И мы занялись любовью.
— Давай жить, прошептал я.
Четырнадцать
ЗА ОБЕДОМ Я РАССКАЗАЛ ДЖИНЕ, Сьюзи и Кассандре историю, рассказанную моим отцом о маме и ящерицах. Я плакал. Я слышал голос отца, рассказывающий мне историю. И, думаю, я был расстроен. Но я также был немного счастлив. Он оставил мне истории, которые я могу рассказать. У всех есть истории, которые можно рассказать. У моего папы они были. У моей мамы они были. И у меня они были. Истории жили внутри нас. Думаю, мы были рождены, чтобы рассказывать наши истории. В то время как мы умираем, наши истории выживут. Может быть, именно наши истории дают вселенной энергию, которая ей нужна, чтобы дарить жизнь.
Может, всё, что мы должны делать на земле — продолжать рассказывать истории. Наши истории и истории людей, которых мы любили.
Пятнадцать
НА СЛЕДУЮЩЕЙ НЕДЕЛЕ У НАС БЫЛИ пожарные учения на втором уроке. Хотя они были немного странными. Это не было похоже на нормальные пожарные учения. Это не была обычная десятиминутная фигня. Я видел как некоторые учителя разговаривали друг с другом и я увидел мистера Блокера, который смеялся как чокнутый — и некоторые из других учителей тоже, а затем другой учитель их отчитал, но я был слишком далеко, чтобы расслышать, о чём они говорят. Кто-то сказал что-то о сверчках. И я подумал, что это странно. Какие-то люди допрашивали Хавьера Доминикеса, который был умным и модным парнем, который всем нравился. Но если бы Хавьер знал что-нибудь, он бы не проговорился.

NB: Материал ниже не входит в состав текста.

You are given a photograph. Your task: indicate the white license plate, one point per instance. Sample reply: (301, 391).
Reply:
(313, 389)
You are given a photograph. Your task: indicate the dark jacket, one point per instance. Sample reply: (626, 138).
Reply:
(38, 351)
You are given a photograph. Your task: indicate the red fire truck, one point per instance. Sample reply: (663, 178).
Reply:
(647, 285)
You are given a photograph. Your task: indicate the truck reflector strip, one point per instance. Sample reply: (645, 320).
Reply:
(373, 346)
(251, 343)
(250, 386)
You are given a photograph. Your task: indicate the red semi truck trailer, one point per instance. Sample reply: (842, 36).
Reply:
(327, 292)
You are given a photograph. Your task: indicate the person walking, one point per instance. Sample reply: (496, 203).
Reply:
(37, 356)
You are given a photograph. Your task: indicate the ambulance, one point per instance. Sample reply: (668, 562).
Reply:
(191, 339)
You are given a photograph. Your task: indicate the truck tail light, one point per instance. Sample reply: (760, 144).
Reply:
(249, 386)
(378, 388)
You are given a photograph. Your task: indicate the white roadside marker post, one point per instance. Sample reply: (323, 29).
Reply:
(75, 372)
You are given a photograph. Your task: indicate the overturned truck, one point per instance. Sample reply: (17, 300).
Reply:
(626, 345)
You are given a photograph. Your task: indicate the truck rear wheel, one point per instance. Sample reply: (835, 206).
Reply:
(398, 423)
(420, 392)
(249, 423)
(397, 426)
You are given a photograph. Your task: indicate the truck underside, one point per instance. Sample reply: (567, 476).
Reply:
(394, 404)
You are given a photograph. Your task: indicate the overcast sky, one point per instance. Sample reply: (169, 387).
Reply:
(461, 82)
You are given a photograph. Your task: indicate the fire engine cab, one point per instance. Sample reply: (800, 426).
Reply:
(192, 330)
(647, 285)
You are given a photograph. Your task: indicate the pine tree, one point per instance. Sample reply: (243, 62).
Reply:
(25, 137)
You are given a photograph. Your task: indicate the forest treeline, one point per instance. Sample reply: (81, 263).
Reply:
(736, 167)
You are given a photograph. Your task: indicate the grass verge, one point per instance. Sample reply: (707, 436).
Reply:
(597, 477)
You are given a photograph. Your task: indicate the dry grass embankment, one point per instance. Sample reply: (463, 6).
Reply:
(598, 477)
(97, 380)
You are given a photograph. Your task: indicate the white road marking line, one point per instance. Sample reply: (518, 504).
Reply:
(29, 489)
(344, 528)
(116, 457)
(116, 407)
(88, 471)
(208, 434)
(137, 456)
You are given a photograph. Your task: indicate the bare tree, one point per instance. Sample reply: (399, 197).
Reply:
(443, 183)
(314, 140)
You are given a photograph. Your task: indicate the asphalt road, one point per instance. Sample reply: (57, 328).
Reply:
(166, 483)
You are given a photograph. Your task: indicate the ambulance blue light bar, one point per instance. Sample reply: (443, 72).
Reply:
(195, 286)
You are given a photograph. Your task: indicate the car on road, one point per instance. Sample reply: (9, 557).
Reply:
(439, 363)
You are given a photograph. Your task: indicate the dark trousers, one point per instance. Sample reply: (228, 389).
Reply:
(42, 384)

Прошло около двадцати пяти минут, когда нас наконец отвели обратно в класс. И потом я подумал, может быть, этот день будет хорошим и отвлечёт меня от боли, которую я с собой носил.
На обеде новость была замята. И у нашего личного следственного репортёра, Сьюзи, была сенсация. — Кто-то выпустил кучу сверчков в классе миссис Ливермор.